The name notwithstanding, there were no twins and no Thompsons in this globally successful modern pop band. Once an obscure, loose collection of as many as seven Sheffield-to-London players led by singer/synthesist/songwriter Tom Bailey, the Twins wisely pared down to the efficient trio of Bailey, New Zealander Alannah Currie and Joe Leeway and became one of the world’s leading purveyors of occasionally adventurous, invariably danceable modern chart fare.
All six musicians credited on A Product of… play percussion in addition to their primary instruments — sax, guitar, keyboards, etc. The cleverness and variety of the tracks, however, eliminate any potential monotony that might have resulted from the heavy reliance on rhythm. And although the music is designed to incite maximum motion, there isn’t one track that skimps on lyrical, melodic or structural depth. The album isn’t uniformly wonderful, but the textures and sounds make it pleasurable and energizing. (The 1987 Richard Skinner radio session was recorded at this early stage of the band’s career.)

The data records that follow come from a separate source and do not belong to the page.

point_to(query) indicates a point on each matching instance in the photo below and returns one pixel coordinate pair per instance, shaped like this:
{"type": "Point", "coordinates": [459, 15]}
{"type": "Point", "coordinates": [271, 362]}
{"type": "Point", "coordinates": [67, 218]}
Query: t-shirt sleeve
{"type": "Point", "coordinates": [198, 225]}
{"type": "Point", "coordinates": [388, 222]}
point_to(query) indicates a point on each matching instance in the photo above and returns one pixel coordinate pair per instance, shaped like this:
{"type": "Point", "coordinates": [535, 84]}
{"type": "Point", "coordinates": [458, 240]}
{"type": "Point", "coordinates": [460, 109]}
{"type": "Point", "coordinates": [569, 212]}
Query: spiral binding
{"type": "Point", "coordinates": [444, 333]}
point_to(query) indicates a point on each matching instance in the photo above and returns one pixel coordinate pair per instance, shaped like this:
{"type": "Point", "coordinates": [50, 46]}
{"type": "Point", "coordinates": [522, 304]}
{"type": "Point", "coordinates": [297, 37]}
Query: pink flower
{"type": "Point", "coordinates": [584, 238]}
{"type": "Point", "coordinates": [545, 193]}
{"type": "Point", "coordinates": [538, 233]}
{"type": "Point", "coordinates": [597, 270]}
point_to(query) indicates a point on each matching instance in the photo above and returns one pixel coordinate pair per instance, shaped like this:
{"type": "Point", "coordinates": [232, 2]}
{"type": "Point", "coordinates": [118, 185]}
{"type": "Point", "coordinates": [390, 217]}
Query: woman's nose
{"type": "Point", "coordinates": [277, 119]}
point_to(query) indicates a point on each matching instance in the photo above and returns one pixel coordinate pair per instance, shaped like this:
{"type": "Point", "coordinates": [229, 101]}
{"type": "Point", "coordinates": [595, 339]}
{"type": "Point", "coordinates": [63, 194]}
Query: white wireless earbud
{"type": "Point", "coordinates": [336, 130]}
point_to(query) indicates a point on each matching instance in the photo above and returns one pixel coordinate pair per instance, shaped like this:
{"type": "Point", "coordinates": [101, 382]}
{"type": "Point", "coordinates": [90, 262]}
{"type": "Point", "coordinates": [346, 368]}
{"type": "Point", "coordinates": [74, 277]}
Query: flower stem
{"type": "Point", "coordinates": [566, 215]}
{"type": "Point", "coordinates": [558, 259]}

Set adds one member (onetime Soft Boys bassist Matthew Seligman) but is otherwise not very different — in cast or content — from its predecessor. Exemplified by such great numbers as “In the Name of Love” and “Bouncing,” Bailey and his cohorts make totally listenable dance music that doesn’t beg suspension of critical faculties. Producer Steve Lillywhite and Thomas Dolby also pitch in, making Set a very nice record.
The Thompsons got their first exposure in America via In the Name of Love, which consists of two tracks from the first album and eight from the second.
Building on the popular dance sound of “In the Name of Love” (in fact, deftly quoting it on the first track, “Love on Your Side”), the three Twins emerged mature, motivated and commercially focused on their third album, Quick Step & Side Kick. A model of varied and skilled songwriting and extraordinary self-contained music-making — the trio plays almost everything you hear on keyboards — the album bounces from start to finish, but no two tracks have much in common other than a good mood and a strong beat. (The American label perversely altered the title and rearranged the tracks a tad. The British cassette includes a bonus side of remixes.)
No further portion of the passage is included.